Russia’s war in Ukraine will further accelerate fuel price increases due to its impact on the oil market. And this, while prices at the pump are already reaching records.
Russia ranks second in the ranking of the largest oil producers, behind the United States and ahead of Saudi Arabia. It is also the second most exporting country. Unsurprisingly, therefore, the military offensive that Russia has just launched on Ukraine is felt on the oil markets. The price of a barrel of Brent crude oil from the North Sea, the cost of which serves as a benchmark, has just climbed to cross the $100 mark, or around €90. This increase will soon be felt in the price of fuel at the pump.
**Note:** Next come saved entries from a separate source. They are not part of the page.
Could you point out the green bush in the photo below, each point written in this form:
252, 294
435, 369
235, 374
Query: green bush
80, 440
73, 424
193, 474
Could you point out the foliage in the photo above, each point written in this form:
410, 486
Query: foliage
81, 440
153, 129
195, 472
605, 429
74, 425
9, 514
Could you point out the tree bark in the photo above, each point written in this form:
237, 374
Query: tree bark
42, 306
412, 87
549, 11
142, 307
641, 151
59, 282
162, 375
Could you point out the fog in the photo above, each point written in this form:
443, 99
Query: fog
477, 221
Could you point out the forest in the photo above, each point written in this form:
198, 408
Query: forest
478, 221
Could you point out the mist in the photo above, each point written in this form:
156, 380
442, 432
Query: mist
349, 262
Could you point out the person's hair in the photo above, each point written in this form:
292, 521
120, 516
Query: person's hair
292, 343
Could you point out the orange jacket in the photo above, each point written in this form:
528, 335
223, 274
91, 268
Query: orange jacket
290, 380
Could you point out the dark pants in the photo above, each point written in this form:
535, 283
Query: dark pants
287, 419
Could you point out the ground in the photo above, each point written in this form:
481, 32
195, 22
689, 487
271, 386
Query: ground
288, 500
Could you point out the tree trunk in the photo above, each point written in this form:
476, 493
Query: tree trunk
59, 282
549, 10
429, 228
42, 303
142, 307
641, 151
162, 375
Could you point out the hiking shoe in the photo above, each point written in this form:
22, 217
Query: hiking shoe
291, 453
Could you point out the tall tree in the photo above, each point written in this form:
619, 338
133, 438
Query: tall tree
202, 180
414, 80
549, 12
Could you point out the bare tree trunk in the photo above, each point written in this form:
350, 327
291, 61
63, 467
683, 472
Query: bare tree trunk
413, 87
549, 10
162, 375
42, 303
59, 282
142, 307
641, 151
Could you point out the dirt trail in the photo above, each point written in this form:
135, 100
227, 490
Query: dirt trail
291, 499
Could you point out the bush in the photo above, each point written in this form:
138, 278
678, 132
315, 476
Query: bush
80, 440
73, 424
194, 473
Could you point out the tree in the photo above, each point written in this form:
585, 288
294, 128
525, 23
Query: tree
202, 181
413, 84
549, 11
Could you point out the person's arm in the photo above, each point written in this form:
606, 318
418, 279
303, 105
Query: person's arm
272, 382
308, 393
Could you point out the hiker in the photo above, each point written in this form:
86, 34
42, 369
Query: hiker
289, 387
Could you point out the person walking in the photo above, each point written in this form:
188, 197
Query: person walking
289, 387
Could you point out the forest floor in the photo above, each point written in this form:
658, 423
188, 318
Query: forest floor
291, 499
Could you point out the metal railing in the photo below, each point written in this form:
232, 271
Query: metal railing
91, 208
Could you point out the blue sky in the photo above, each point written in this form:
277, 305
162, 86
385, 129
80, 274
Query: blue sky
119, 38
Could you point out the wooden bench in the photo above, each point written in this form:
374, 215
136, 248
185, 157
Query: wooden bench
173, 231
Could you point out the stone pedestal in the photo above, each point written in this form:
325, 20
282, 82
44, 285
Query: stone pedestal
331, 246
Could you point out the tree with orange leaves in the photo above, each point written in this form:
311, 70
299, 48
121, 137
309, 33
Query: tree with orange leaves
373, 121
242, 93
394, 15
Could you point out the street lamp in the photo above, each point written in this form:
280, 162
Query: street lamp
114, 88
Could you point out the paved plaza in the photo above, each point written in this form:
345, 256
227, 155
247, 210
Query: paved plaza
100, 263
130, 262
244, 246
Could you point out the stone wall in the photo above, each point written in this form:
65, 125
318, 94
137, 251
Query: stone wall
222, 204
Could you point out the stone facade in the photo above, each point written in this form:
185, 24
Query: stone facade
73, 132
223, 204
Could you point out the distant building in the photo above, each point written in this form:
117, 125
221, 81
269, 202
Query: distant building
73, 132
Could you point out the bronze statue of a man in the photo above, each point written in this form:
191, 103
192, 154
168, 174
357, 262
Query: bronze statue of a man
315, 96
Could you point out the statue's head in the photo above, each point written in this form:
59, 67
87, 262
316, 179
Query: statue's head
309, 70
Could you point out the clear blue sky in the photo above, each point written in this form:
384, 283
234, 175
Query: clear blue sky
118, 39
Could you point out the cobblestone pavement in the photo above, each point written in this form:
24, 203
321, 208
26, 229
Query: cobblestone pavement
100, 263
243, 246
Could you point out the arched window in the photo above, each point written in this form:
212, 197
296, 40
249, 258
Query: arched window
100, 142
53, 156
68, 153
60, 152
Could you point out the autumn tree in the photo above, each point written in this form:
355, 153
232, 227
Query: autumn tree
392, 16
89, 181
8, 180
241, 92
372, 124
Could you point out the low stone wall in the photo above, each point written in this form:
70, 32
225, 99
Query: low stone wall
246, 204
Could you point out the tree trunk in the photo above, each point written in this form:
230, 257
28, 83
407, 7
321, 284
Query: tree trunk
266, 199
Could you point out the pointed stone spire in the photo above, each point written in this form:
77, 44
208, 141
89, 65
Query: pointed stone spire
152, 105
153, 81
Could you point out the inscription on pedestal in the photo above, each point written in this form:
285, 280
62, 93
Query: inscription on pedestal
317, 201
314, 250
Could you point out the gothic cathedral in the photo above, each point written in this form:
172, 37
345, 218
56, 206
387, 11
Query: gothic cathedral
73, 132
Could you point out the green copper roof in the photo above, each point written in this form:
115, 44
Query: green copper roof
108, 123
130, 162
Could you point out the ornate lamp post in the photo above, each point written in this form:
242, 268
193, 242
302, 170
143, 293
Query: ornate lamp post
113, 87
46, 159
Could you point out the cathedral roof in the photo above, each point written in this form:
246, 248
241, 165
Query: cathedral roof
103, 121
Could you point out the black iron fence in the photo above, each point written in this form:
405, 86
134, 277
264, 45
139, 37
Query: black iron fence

Prices already very high before the conflict
Tensions on energy due to the pandemic had already caused the price of a barrel of Brent to rise from around $55 to $87 between January 2021 and January 2022, resulting in high inflation in prices at the pump. During the month of February, Moscow’s maneuvers around Ukraine have amplified the phenomenon, bringing the price per barrel to nearly $100. In France, crude oil represents just over 30% of the price of gasoline. If we add the refining gross margin and logistics, this amounts to approximately 43% of the price at the pump, the rest being made up of taxes. Faced with recent increases in the price of crude oil, the French government has set up the distribution of an exceptional “inflation allowance” of €100, then increased by 10% the scale of tax-deductible mileage allowances. But, due to a lack of lower taxes, prices are already reaching record levels: 1.71 €/l on average for diesel, 1.76 €/l for SP95-E10 and 1.85 €/l for SP98.
Further pressure on oil
The conflict in Ukraine is causing tension between Russia and the major Western powers, which have just announced a series of economic sanctions against it.
Moscow could retaliate in business, and on the ground clashes could affect the flow of oil. The war should therefore further accelerate the rise in the price of a barrel, and with it that of the cost of fuel as far as France. ” It is very likely that prices at the pump will continue to rise warned Olivier Gantois, president of the UFIP (French Union of Petroleum Industries), at the microphone of RTL. He expects the liter of diesel to rise by around three cents in the next few days. According to several analysts, the price of Brent could exceed $120 in the coming weeks.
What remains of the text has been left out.